- Born: Sørsdal 24 December 1895 Lier, Norway
- Died: 5 April 1976 (aged 80)
- Spouse: Jonas Brunvoll, Sr.
- Relatives: Gunnar Brunvoll – son Jonas Brunvoll, Jr. – son

= Kirsten Brunvoll =

Norwegian politician (1895–1976)

Kirsten Brunvoll, née Sørsdal (24 December 1895 – 5 April 1976), was a Norwegian playwright, resistance member, Nacht und Nebel prisoner, World War II memoirist and politician for the Labour Party.

==Biography==
She was born in Lier to blacksmith Gabriel Sørsdal and Kristiane Zell. She married Jonas Brunvoll in 1919, and had two sons Jonas and Gunnar. The family settled at Jar in Bærum. Between 1929 and 1939 she was a prolific playwright, mostly writing comedic plays.

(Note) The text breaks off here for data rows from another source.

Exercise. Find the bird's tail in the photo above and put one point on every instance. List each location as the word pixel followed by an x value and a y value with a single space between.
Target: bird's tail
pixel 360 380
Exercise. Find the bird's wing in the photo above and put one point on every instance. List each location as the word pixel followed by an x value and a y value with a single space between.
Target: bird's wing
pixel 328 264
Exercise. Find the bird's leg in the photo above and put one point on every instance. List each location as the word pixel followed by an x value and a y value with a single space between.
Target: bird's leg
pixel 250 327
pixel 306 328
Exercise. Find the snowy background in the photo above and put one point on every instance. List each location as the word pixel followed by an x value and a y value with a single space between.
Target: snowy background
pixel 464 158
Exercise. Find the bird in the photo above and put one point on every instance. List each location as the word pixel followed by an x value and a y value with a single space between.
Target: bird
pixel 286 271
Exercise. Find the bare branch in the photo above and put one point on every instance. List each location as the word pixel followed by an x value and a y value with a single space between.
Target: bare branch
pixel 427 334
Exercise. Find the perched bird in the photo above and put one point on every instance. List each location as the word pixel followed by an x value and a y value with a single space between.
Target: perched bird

During the occupation of Norway by Nazi Germany the Brunvoll family took part in civil resistance; the whole family contributed to production and distribution of the illegal newspapers Norge and Norge Krigsnytt. When the undercover newspaper organization was discovered by the Gestapo in 1941, several family members were arrested. Kirsten Brunvoll's husband and her son Jonas ended up in the Sachsenhausen concentration camp, but both survived the war. Gunnar escaped to Sweden and further to Great Britain and Canada, where he was trained as a pilot.

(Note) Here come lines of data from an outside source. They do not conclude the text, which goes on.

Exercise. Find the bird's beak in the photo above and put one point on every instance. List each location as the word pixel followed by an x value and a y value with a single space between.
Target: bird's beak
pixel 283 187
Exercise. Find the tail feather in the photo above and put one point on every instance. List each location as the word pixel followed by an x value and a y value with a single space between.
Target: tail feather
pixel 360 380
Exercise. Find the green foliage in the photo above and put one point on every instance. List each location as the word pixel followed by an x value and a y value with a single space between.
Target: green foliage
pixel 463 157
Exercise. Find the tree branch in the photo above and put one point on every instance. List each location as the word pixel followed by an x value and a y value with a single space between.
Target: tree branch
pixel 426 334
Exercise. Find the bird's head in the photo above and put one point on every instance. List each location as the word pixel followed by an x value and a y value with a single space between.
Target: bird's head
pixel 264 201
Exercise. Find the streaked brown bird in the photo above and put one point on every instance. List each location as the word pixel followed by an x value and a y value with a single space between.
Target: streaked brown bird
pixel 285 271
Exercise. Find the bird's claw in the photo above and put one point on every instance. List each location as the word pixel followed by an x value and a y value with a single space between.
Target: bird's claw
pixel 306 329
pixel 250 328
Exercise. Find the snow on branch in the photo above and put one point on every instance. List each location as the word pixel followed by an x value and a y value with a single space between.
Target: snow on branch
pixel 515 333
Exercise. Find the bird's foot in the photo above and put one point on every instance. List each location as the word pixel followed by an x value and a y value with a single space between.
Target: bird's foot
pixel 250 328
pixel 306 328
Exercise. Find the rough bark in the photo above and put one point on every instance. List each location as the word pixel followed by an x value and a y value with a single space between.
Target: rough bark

Brunvoll was arrested and incarcerated at the Grini concentration camp in January 1942, and was transferred to Germany, to Ravensbrück, a camp specifically for women, in February 1943. While in Ravensbrück, being unfit for slave labour due to illness, she was selected for "transport", and ended up at the Majdanek concentration camp in German-occupied Poland. She was later transferred to the extermination camp Birkenau, a subcamp of the Auschwitz concentration camp system, where she arrived in 1944. Since the Birkenau gas chambers were designated specifically for killing Jews, the camp authorities had SS physicians sort out non-Jews based on their ability to work. Brunvoll reported she was fit for work, asking for a position as knitter. The following winter she was sent for transport again, a long walk under harsh conditions. The weakest women, those who could not keep up with the others, received no mercy and were shot by the German SS guards, their corpses left behind. Brunvoll ended up back in the Ravensbrück concentration camp. She was eventually rescued by the White Buses.

Brunvoll published the memoir book Veien til Auschwitz in 1947. She also issued one last play, Lønningsdag ("Pay Day") in 1948. She served as a deputy representative to the Parliament of Norway from Akershus during the terms 1945-1949 and 1950-1953. In total she met during 17 days of parliamentary session.